The process of web corpus building undergoes several stages:
Web crawling
We developed a special tool for linguistic web crawling that collects text-rich web pages to be included in the corpus for a truly representative sample of language.
text type
Text cleaning
A special boilerplate removal tool is applied on the texts crawled to remove any unwanted portions of the text, namely navigation and menus, advertising, legal text, tabular data and any other types of text unsuitable for linguistic analysis and therefore for inclusion in the corpus.
Deduplication – removing duplicated content
Lots of web content gets copied and published in many places and during web crawling, duplicate instances of the same text or text that was modified to a certain extent, are collected. The whole corpus content undergoes a deduplication procedure where both perfect duplicates as well as near duplicates are removed so that only one instance of each text is preserved. The parameters of the tool can be adjusted according to the customer’s specification to exclude or include different level of similar content.

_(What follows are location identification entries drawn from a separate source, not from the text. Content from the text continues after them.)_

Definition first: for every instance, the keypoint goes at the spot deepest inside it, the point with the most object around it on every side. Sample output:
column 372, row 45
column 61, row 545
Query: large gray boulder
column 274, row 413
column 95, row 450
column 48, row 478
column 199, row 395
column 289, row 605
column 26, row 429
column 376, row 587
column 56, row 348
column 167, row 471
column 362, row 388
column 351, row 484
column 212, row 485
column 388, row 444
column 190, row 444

Tokenization, tagging, lemmatization
The text in the corpus is usually tokenized (divided into words) and can be processed further with linguistic tools to enrich the content with part-of-speech tagging and by assigning the base form to each word form (lemmatization). Such linguistic parameters make it possible to exploit all available features of our software such as term extraction, collocation finding, definition finding, example sentence finding, generation of lemmatized word lists and others.
The full linguistic processing may not be available for all languages but we will develop the support upon a request from the customer.